Kamwendo: The State mining company of the Democratic Republic of Congo is hiding mining revenues from the people, the Carter Centre has found in a study.
Creamer: I am very pleased that the Carter Centre has taken the trouble to do an indepth investigation to what is happening to the funds that emerge from mining in the DRC.
We know that the DRC is the prettiest girl on the mining block. That is really a rich mining area, but it is characterised by very poor people. You have this very rich endowment that doesn’t seem to be going anywhere even though you see the mines going on. Gécamines then had a big spotlight shone on it by the Carter Centre and the outcome is not very encouraging, because three quarters of the money has disappeared.

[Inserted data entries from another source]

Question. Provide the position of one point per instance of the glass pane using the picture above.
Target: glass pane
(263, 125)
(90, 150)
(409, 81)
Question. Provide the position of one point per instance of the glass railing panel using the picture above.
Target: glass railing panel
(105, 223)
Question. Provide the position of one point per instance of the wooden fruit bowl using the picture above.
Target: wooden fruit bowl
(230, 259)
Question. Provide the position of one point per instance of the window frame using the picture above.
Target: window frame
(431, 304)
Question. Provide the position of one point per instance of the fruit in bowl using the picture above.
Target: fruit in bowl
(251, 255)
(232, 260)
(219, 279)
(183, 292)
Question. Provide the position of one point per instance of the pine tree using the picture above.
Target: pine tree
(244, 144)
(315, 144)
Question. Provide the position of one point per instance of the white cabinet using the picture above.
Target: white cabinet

The particular years that they have looked at from 2011 to 2014 they generated $1,1-billion, now they can’t track $750-million of that. It just falls out of the accounting arena, nobody seems to know where it is and it is often linked to elections like we saw in 2011 there was a flurry activity by the State company that is involved with mining Gécamines.
Now, we see another election on the go, the election in fact should have taken place in 2016 in DRC, but it didn't. We are now nearly at the end of 2017 and it still hasn’t taken place. Hopefully in 2018 we will have a crediable election there. Unless you have a credible election there you are not going to have these legitimate auditing systems.
I think we need to take our hats off to the Carter Centre for coming out and really going through thousands of documents to track down the disappearance of such a vast value that could really help the people of the DRC, but it is going nowhere.
Kamwendo: Thanks very much. Martin Creamer is publishing editor of Engineering News and Mining Weekly.